Member of the Saban Island council
- In office 26 March 2015 – 28 March 2019

Personal details
- Party: Saba Labour Party

= Monique Wilson (politician) =

Saban politician

Monique Wilson is a Saban politician. She served as a member of the Saba Island Council for the Saba Labour Party between 2015 and 2019.

==Career==
Wilson was a candidate for the Saba Labour Party in the 2015 Island Council elections, in which she was elected after receiving 121 votes from the around a thousand possible voters. This was the first time she had stood for election. Out of the 18 people standing for election, Wilson placed third, and the highest for her party. As a result of the election, she took one of the two SLP seats on the Island Council in opposition to the Windward Islands People's Movement party who held three. She was the only woman elected to the council, and succeeded WIPM candidate Amelia Nicholson.

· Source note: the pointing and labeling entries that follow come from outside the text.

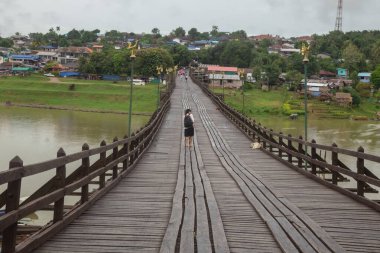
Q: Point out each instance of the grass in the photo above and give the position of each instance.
(88, 95)
(281, 102)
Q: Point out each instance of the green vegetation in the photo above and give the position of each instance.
(87, 95)
(281, 102)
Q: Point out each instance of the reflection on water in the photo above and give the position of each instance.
(346, 134)
(36, 135)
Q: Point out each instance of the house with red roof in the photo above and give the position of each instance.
(72, 54)
(221, 76)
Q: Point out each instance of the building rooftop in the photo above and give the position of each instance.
(221, 68)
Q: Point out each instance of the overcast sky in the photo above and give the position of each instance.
(283, 17)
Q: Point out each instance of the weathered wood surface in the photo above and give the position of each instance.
(264, 205)
(352, 225)
(134, 215)
(195, 224)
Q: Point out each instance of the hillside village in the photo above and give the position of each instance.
(56, 54)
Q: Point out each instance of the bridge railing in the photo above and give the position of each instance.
(111, 163)
(343, 170)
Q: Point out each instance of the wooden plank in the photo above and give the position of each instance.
(203, 230)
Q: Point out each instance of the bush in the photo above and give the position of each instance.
(72, 87)
(364, 89)
(248, 86)
(356, 100)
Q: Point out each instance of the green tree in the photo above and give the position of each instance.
(294, 78)
(5, 42)
(272, 73)
(356, 100)
(375, 77)
(239, 35)
(236, 53)
(156, 31)
(181, 55)
(193, 34)
(352, 57)
(113, 36)
(179, 32)
(214, 31)
(375, 54)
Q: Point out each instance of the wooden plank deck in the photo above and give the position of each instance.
(352, 225)
(220, 191)
(132, 217)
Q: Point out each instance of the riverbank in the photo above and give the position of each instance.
(282, 103)
(95, 96)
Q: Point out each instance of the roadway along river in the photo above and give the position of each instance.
(36, 134)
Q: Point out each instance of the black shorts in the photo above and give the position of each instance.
(189, 131)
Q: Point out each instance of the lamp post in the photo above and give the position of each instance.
(305, 52)
(159, 69)
(169, 72)
(223, 84)
(133, 48)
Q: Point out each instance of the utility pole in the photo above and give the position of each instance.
(339, 18)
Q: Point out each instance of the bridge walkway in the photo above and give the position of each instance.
(262, 205)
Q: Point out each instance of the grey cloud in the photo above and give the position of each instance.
(283, 17)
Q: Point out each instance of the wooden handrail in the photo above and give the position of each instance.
(312, 163)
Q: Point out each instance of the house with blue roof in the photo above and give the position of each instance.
(25, 59)
(364, 77)
(342, 72)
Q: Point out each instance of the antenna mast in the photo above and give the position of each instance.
(338, 22)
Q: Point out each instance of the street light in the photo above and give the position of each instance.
(168, 74)
(223, 84)
(133, 48)
(159, 69)
(305, 52)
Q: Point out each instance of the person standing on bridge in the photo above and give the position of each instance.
(189, 128)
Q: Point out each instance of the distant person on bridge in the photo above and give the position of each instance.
(189, 128)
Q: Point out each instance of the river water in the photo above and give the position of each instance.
(36, 134)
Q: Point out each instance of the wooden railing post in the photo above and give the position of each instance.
(271, 139)
(60, 176)
(313, 156)
(300, 152)
(259, 134)
(360, 170)
(114, 157)
(12, 203)
(280, 143)
(334, 161)
(126, 147)
(265, 143)
(290, 145)
(85, 166)
(103, 155)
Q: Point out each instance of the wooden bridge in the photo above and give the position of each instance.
(150, 193)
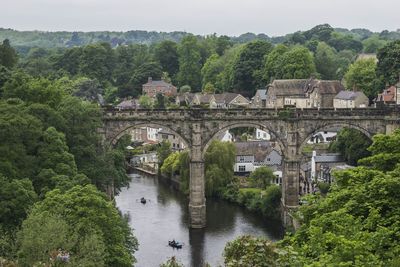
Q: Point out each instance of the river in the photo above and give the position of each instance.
(165, 217)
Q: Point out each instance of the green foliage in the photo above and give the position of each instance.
(261, 177)
(250, 251)
(326, 61)
(166, 53)
(219, 161)
(189, 63)
(16, 198)
(80, 221)
(8, 55)
(361, 76)
(385, 152)
(356, 224)
(163, 151)
(145, 101)
(389, 62)
(351, 144)
(247, 70)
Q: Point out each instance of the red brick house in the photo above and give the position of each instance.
(152, 88)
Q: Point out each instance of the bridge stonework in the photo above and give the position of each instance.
(290, 128)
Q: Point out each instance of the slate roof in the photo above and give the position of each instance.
(258, 149)
(225, 97)
(348, 95)
(129, 103)
(299, 87)
(327, 158)
(262, 93)
(157, 83)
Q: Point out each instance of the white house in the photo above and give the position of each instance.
(262, 135)
(322, 137)
(255, 154)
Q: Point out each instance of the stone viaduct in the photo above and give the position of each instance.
(290, 127)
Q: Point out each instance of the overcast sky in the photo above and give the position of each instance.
(231, 17)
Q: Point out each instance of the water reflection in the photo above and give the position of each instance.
(165, 217)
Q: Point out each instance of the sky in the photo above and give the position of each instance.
(229, 17)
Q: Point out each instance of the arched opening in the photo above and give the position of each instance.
(328, 148)
(150, 144)
(256, 146)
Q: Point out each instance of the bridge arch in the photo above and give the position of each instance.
(320, 128)
(234, 125)
(123, 130)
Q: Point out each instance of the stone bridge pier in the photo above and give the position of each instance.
(197, 200)
(291, 129)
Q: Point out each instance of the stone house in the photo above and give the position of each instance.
(350, 99)
(228, 100)
(390, 95)
(254, 154)
(128, 104)
(259, 100)
(176, 142)
(302, 93)
(152, 88)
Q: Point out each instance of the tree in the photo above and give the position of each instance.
(145, 101)
(351, 144)
(247, 75)
(185, 89)
(163, 151)
(160, 101)
(211, 69)
(326, 61)
(166, 53)
(189, 63)
(361, 76)
(219, 161)
(250, 251)
(90, 221)
(320, 32)
(222, 43)
(373, 44)
(262, 177)
(389, 62)
(209, 88)
(8, 55)
(97, 62)
(16, 198)
(296, 63)
(272, 62)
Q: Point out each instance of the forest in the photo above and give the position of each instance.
(54, 172)
(217, 63)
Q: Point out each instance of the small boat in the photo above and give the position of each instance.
(175, 244)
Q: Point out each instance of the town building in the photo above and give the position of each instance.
(302, 93)
(128, 104)
(254, 154)
(322, 137)
(152, 88)
(259, 100)
(228, 100)
(261, 135)
(390, 95)
(350, 99)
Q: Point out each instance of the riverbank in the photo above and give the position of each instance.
(166, 216)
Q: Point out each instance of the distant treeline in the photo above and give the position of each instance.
(23, 40)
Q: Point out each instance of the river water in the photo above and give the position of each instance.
(165, 217)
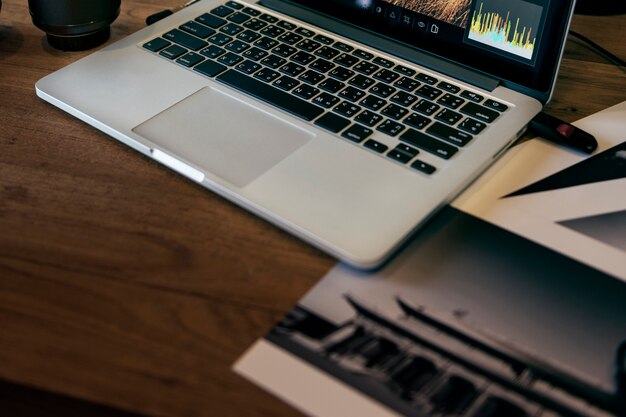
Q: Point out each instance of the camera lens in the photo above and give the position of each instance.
(74, 25)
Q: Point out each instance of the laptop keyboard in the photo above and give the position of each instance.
(386, 107)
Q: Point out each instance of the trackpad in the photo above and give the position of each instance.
(224, 135)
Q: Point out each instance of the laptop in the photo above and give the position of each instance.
(348, 123)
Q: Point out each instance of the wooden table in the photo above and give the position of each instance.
(124, 285)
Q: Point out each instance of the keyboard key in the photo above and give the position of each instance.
(311, 77)
(352, 94)
(292, 69)
(267, 75)
(357, 133)
(248, 67)
(273, 61)
(184, 39)
(386, 76)
(404, 70)
(269, 94)
(213, 51)
(306, 91)
(332, 122)
(382, 90)
(449, 134)
(366, 68)
(251, 11)
(234, 5)
(211, 21)
(497, 407)
(423, 167)
(209, 68)
(368, 118)
(305, 32)
(417, 121)
(375, 146)
(220, 39)
(361, 81)
(326, 100)
(346, 60)
(248, 36)
(403, 99)
(426, 78)
(190, 59)
(470, 95)
(480, 112)
(362, 54)
(399, 156)
(268, 18)
(406, 84)
(472, 126)
(401, 147)
(284, 50)
(383, 62)
(238, 18)
(286, 83)
(341, 73)
(286, 25)
(303, 58)
(429, 144)
(254, 24)
(327, 52)
(290, 38)
(222, 11)
(449, 87)
(196, 29)
(426, 107)
(255, 53)
(343, 47)
(373, 103)
(323, 39)
(451, 101)
(173, 52)
(272, 31)
(266, 43)
(155, 45)
(347, 109)
(230, 59)
(495, 105)
(232, 29)
(322, 65)
(237, 46)
(389, 127)
(308, 45)
(429, 92)
(395, 112)
(449, 116)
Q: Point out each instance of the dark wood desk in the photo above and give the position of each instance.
(124, 285)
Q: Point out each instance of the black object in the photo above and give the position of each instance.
(74, 25)
(562, 133)
(600, 7)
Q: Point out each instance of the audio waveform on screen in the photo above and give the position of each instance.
(504, 33)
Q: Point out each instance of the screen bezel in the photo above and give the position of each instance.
(536, 80)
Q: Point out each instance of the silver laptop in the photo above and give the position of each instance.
(345, 122)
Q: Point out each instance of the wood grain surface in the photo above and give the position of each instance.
(124, 285)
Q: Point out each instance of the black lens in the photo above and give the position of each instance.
(73, 25)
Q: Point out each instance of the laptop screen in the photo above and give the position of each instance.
(516, 41)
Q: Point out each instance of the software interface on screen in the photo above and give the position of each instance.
(511, 28)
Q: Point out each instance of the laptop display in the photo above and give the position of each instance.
(510, 40)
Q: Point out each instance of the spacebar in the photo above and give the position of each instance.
(269, 94)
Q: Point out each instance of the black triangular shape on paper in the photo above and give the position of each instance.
(605, 166)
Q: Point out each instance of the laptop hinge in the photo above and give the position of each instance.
(385, 44)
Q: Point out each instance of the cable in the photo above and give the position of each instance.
(613, 58)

In 2016, she was part of the official delegation who visited the government of Saint Kitts and Nevis to promote cooperation between the two island nations. The following year, she spoke of how the Saba government needs to do more to encourage the skills of school leavers so that they may contribute greater to the local economy. She also stresses the need for the Saban youth to learn Dutch. Outside of her work with the government, Wilson is also a social worker and family guardian.

The 2019 elections saw Wilson lose her seat, with the SLP losing its representation in the Island Council.